Figure 4.1: Unified L1 data cache and scratchpad memory organization.

The key components of this design are:

1. Data Array: A highly-banked SRAM structure that can be configured as either scratchpad memory or L1 data cache. Each bank is 32-bits wide and has its own decoder for independent access.

2. Address Crossbar: Distributes memory addresses from the load/store unit to the appropriate banks in the data array.

3. Data Crossbar: Routes data from the banks to the load/store unit, which then writes the data to the register file.

4. Load/Store Unit: Computes memory addresses, applies coalescing rules, and breaks memory accesses into individual coalesced accesses.

Scratchpad memory accesses bypass the tag lookup stage, as the memory is directly mapped. Bank conflicts are handled by splitting the conflicting accesses into multiple cycles, with the conflicting portions being replayed in subsequent cycles.

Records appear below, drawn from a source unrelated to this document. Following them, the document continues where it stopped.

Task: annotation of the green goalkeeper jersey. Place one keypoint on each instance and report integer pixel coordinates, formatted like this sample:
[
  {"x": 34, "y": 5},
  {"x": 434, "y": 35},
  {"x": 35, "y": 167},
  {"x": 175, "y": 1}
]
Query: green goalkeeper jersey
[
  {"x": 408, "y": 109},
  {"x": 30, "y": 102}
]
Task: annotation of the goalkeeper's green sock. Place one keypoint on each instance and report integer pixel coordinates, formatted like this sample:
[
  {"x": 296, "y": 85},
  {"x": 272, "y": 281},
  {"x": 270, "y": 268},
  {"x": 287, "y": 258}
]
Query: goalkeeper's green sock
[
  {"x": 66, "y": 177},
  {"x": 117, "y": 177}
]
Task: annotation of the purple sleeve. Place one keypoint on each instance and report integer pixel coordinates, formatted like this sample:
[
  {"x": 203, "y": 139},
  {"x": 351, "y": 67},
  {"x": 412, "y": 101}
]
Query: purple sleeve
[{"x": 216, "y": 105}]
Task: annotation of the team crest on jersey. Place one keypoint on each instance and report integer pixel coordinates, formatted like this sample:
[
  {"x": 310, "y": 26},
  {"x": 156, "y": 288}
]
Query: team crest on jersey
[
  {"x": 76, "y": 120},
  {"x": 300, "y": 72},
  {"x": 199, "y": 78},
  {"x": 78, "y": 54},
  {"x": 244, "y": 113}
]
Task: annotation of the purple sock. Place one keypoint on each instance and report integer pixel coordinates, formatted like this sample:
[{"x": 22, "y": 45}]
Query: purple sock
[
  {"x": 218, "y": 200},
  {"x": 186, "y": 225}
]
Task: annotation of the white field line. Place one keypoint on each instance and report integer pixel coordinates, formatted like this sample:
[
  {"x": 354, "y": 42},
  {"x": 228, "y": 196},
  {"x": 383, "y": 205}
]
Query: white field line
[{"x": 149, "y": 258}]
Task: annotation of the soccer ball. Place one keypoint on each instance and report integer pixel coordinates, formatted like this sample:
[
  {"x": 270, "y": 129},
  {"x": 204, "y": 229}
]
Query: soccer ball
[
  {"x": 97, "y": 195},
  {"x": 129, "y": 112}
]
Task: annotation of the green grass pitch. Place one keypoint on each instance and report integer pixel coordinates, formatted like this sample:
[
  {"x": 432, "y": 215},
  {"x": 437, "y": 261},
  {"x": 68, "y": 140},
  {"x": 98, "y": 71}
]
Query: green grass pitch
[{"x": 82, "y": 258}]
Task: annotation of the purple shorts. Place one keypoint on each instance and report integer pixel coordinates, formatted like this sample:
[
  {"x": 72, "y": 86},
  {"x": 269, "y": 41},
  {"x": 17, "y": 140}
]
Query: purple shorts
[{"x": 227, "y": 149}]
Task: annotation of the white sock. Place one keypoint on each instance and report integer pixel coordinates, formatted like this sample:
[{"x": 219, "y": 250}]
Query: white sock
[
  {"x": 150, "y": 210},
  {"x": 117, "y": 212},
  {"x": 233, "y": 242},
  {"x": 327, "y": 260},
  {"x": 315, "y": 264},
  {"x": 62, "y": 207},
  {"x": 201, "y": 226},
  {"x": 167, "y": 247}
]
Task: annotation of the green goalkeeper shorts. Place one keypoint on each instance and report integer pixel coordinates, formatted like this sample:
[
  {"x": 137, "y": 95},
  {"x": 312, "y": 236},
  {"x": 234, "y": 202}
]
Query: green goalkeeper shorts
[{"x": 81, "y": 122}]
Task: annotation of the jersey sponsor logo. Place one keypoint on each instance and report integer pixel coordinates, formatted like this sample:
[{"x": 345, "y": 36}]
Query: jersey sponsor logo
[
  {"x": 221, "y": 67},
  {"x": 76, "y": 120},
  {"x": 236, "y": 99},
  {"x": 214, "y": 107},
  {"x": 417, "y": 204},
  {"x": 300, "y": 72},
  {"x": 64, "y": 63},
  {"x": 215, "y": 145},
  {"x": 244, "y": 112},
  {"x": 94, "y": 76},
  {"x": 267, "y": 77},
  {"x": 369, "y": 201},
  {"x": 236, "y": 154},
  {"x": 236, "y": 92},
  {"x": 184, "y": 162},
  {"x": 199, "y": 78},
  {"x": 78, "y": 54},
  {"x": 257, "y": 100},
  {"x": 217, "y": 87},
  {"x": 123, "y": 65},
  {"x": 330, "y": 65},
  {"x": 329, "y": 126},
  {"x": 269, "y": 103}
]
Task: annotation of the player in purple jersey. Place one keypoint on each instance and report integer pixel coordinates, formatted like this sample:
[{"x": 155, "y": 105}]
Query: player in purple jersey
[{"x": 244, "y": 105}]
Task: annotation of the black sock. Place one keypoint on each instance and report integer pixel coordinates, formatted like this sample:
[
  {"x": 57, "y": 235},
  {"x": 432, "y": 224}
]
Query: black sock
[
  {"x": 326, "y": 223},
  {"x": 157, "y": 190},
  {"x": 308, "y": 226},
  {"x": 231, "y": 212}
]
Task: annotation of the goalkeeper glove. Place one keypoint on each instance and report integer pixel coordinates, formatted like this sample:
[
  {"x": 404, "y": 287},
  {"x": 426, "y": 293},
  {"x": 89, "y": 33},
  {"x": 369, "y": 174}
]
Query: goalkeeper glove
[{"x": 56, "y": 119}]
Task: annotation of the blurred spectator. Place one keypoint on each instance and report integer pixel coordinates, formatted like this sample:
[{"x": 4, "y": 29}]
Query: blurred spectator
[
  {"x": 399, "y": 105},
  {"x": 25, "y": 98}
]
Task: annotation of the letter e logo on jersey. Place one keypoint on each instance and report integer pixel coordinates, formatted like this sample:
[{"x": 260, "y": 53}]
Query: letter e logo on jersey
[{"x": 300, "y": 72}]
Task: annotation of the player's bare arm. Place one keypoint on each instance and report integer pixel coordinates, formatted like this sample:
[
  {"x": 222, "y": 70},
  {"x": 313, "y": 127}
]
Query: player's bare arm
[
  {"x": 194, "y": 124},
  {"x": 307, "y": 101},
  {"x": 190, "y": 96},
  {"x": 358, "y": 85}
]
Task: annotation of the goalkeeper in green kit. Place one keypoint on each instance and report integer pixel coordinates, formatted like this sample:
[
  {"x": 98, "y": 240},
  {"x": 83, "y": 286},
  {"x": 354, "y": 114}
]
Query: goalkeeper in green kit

The L1 data cache is used to store a subset of the global memory address space. Accesses to the L1 data cache involve a tag lookup to determine if the requested data is present. The cache block size is typically 128 bytes, which can be further divided into 32-byte sectors to match the minimum data size that can be read from graphics DRAM (e.g., GDDR5) in a single access.

L1 Texture Cache

Texture memory is a read-only memory space optimized for spatial locality and is commonly used in graphics workloads. The L1 texture cache is designed to exploit the 2D spatial locality present in texture accesses.

Figure 4.2 shows a typical L1 texture cache organization.

                          Texture Coordinates
                                  |
                                  v
                            Address Mapping
                                  |
                                  v
                             Tag Array
                                  |
                                  v
                             Data Array
                                  |
                                  v
                           Texture Filtering
                                  |
                                  v
                           Filtered Texels

Figure 4.2: L1 texture cache organization.

The main components of the L1 texture cache are:

1. Address Mapping: Converts texture coordinates into cache addresses.

2. Tag Array: Stores the tags for each cache line to determine if the requested data is present.

3. Data Array: Stores the actual texture data.

4. Texture Filtering: Performs interpolation and filtering operations on the fetched texture data to generate the final filtered texels.

The L1 texture cache typically employs a tile-based organization to exploit spatial locality. The cache is divided into smaller tiles (e.g., 4x4 or 8x8 texels), and each tile is stored in a contiguous manner to minimize the number of cache lines accessed for a given texture fetch.

Unified Texture and Data Cache

Recent GPU architectures, such as NVIDIA's Maxwell and Pascal, have introduced a unified texture and data cache to improve cache utilization and reduce the overall cache footprint [Heinrich et al., 2017]. In this design, the L1 data cache and L1 texture cache are combined into a single physical cache, with the ability to dynamically allocate capacity between the two based on the workload's requirements.

Figure 4.3 illustrates a unified texture and data cache organization.

                                Memory Requests
                                       |
                                       v
                                  Cache Controller
                                 /             \
                                /               \
                               /                 \
                              v                   v
                      Data Cache Partition   Texture Cache Partition
                              |                   |
                              |                   |
                              v                   v
                           Data Array         Texture Data Array

Figure 4.3: Unified texture and data cache organization.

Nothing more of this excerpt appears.